Pour lui, l’application en surface de taches fauves et irrévérencieuses agit le plus souvent comme un acte critique envers ce qui est figuré, que ce soient des clichés d’églises en ruine – associées aux grands conflits de toutes les époques – ou des portraits "iconiques" bien connus, tels ceux d’Hitler et de différents papes. "La superposition de deux langages [photographique et pictural] est une manière pour moi d’aller plus loin que l’image traditionnelle que l’on se fait de la peinture en violant quelque chose. C’est maintenant devenu possible de présenter de telles oeuvres, contrairement à la Renaissance et toute la période précédant l’invention de la photographie, une époque où le peintre devait rendre fidèlement son sujet", commente l’artiste avec enthousiasme.
Or, cette férocité sans concession envers la représentation du monde visible semble paradoxalement le signe d’une sensibilité et d’une spiritualité exacerbées – qualités essentielles du chasseur que Séguin a su faire siennes. "La chasse, c’est bien plus qu’enlever la vie à un animal pour se nourrir. C’est un cycle qui suit le rythme même des saisons, avec ses odeurs, ses lumières, ses coloris précis, et qui m’oblige à une attention et à une communication directe avec la matière et les choses. Ma sensibilité est entièrement nourrie avec elle."

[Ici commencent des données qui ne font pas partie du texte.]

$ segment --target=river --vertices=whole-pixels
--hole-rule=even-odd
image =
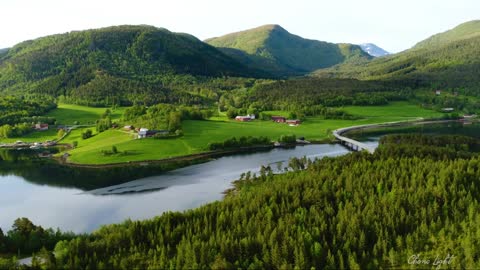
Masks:
[[[479,134],[478,125],[472,127],[473,130],[458,125],[442,125],[432,130],[433,133],[446,130],[440,133]],[[407,131],[412,132],[410,129]],[[423,127],[418,127],[413,132],[423,131]],[[432,131],[425,129],[425,132]],[[357,134],[357,138],[376,147],[380,135],[364,136],[361,133]],[[222,193],[232,187],[233,180],[247,171],[258,172],[261,165],[270,165],[276,170],[284,168],[285,162],[291,157],[321,158],[346,153],[346,148],[336,144],[277,148],[221,157],[161,175],[93,190],[58,185],[61,179],[56,179],[52,184],[35,176],[23,177],[15,172],[3,172],[0,174],[0,227],[8,231],[16,218],[27,217],[44,228],[91,232],[104,224],[119,223],[126,219],[147,219],[165,211],[182,211],[220,200]]]
[[[338,156],[348,150],[319,144],[291,149],[221,157],[158,176],[85,191],[42,184],[10,174],[0,176],[0,227],[7,231],[18,217],[27,217],[44,228],[76,233],[91,232],[104,224],[125,219],[147,219],[165,211],[181,211],[220,200],[231,182],[261,165],[278,168],[291,157]],[[286,164],[280,167],[285,167]]]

Ce n’est pas un hasard s’il émane de ses oeuvres quelque chose de la fascination vorace que l’on peut ressentir face au sang de la bête expirante qui macule la neige ou les feuilles mortes en automne. Irions-nous chercher trop loin en transposant cette tache sacrificielle à la tache picturale viscérale souillant ses nombreux sujets et portraits? Et si, pour Séguin, peindre était une manière de mieux embrasser l’humanité, au coeur de ses contradictions, dans un mouvement oscillant entre tendresse et violence? "Dès le moment où tu crées, tu te fais le porteur d’une intention de vie. La mienne est un espoir engagé envers l’humain plutôt qu’une cause."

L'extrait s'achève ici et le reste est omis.